Simulation, test and validation
We captured the timing characteristics of the functional PlasticARM FlexIC using a test measurement setup, and compared the measured results with the results of its register-transfer level (RTL) simulation in order to validate the functionality.
The RTL simulation is shown in Extended Data Fig. 3. It starts by resetting the PlasticARM to a known state by setting a RESET input to ‘0’. Then, RESET is set to ‘1’, the processor is released from its reset state and starts executing the code from ROM. At first, the GPIO[0] output pin is toggled once before the three tests described in Fig. 2 are executed. In the first test, data are read and added to an accumulator from the ROM, and the sum is compared against an expected value (see Fig. 2a). If values match, a short burst of two pulses is sent to GPIO[0] as shown in Extended Data Fig. 3a. If values are different, the period and duty cycle of pulses on GPIO[0] is increased in Extended Data Fig. 3b. In the second test (Fig. 2b), data are written to RAM, read back and compared. If data has not been corrupted while writing or reading from the RAM, a short burst of three pulses is sent to GPIO[0] as shown in Extended Data Fig. 3a. If data was corrupted, the period and duty cycle of pulses on GPIO[0] is increased as before. In the final test (Fig. 2c), the processor enters an infinite loop and measures the time a ‘1’ is applied on the GPIO[1] input pin. If GPIO[1] is held at ‘1’ without any glitches for long enough, GPIO[0] changes from ‘0’ to ‘1’. PlasticARM was implemented with a clock frequency of 20 kHz. Since it does not use any timers, a value was chosen in software to represent the GPIO[1] signal being held at ‘1’ for approximately 1 s when operating at 20 kHz. In our simulations in Extended Data Fig. 3a, that value corresponds to 20,459 clock cycles, which at 20 kHz yields 1.02295 s.

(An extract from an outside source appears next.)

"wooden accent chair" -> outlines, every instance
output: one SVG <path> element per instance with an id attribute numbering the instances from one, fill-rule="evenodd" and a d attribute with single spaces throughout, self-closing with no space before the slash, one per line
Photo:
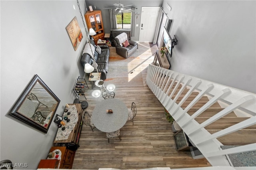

After fabrication, PlasticARM was tested on a wafer probe station while still attached to a glass carrier. The input signals including a clock signal were generated externally with a ZC702 FPGA Evaluation Board from Xilinx. Both input and output signals were captured using a Saleae Logic Pro 16 logic analyser. Measurements were carried out at 3 V and 4.5 V, with various clock frequencies. An experiment with power supply set to 3 V and clock frequency of 20 kHz is shown in Extended Data Fig. 4. The ZC702 I/O voltage caps the inputs and outputs to 2.5 V. The measured data waveform is shown in Extended Data Fig. 4a, and matches the waveform in the RTL simulation of all three tests in Extended Data Fig. 3a. PlasticARM is fully functional up to 29 kHz at 3 V and 40 kHz at 4.5 V.